We have never advocated the use of a “bare” ORCID record alone as a signifier of validated identity. Instead, it’s necessary to look at the data on the record itself, and its provenance, and make your own decisions about whether it is sufficient for you to believe that the identity of the researcher is true, or whether you need to take other, perhaps more invasive, identity verification steps for your particular use case. Last year we implemented a record summary view to make it easier to view the green tick “trust markers” a record contains and make decisions based upon them.
The good news is that we are making strong progress.
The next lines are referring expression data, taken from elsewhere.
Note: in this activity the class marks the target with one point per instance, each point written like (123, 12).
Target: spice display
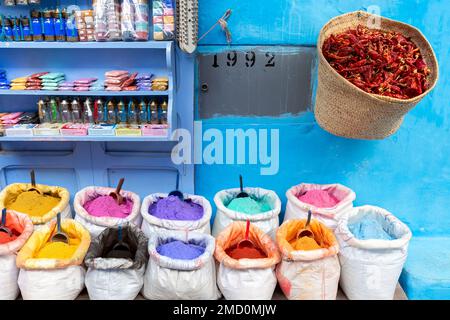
(33, 203)
(237, 252)
(378, 62)
(58, 250)
(249, 205)
(304, 243)
(173, 208)
(180, 250)
(368, 227)
(319, 198)
(106, 206)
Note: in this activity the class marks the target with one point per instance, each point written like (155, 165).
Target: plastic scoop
(116, 194)
(306, 231)
(177, 192)
(246, 242)
(33, 183)
(242, 194)
(121, 250)
(59, 236)
(3, 227)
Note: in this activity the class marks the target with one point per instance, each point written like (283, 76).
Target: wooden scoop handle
(33, 178)
(247, 229)
(119, 185)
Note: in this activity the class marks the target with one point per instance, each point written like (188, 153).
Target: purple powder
(180, 250)
(173, 208)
With the help of our community, we’ve already reached the point where nearly half of all active ORCID records contain at least one trust marker. With the rapid take-up of our recently-released validated professional email domain functionality, we expect this to continue to increase in the coming year.
In our view, organizations across the scholarly ecosystem have a responsibility to disseminate the verified information they hold about researchers — whether that’s affiliation, publication or funding information. That is why we advocate for our member organizations to contribute the data they hold about their researchers into their ORCID record, so that that data, accompanied by trust markers, can effectively be propagated throughout the other systems that researcher interacts with. It’s all of our responsibility to contribute to this Community Trust Network.
Chris,
Thank you very much for the detailed response. The post was already long enough without going into detail about the excellent trust marker work that ORCID has been doing – certainly something that is worth another post as well! As noted, STM has a full 29-page report on this topic.
ORCID is a great foundational system, upon which trust can be built, but having an ORCID alone isn’t sufficient. As you note, the validation of the information in the record provides markers of trust that people can begin to rely on. What you describe, a network of trust, is an excellent approach. Though, it should be noted, it isn’t the only approach. For a variety of reasons, institutions may wish to use their own approach to identity management, which should be fine, so long as the systems interoperate sufficiently to support user engagement across the ecosystem. An interoperable blend of technologies and strategies is needed to build out a zero-trust ecosystem for scholarly publishing.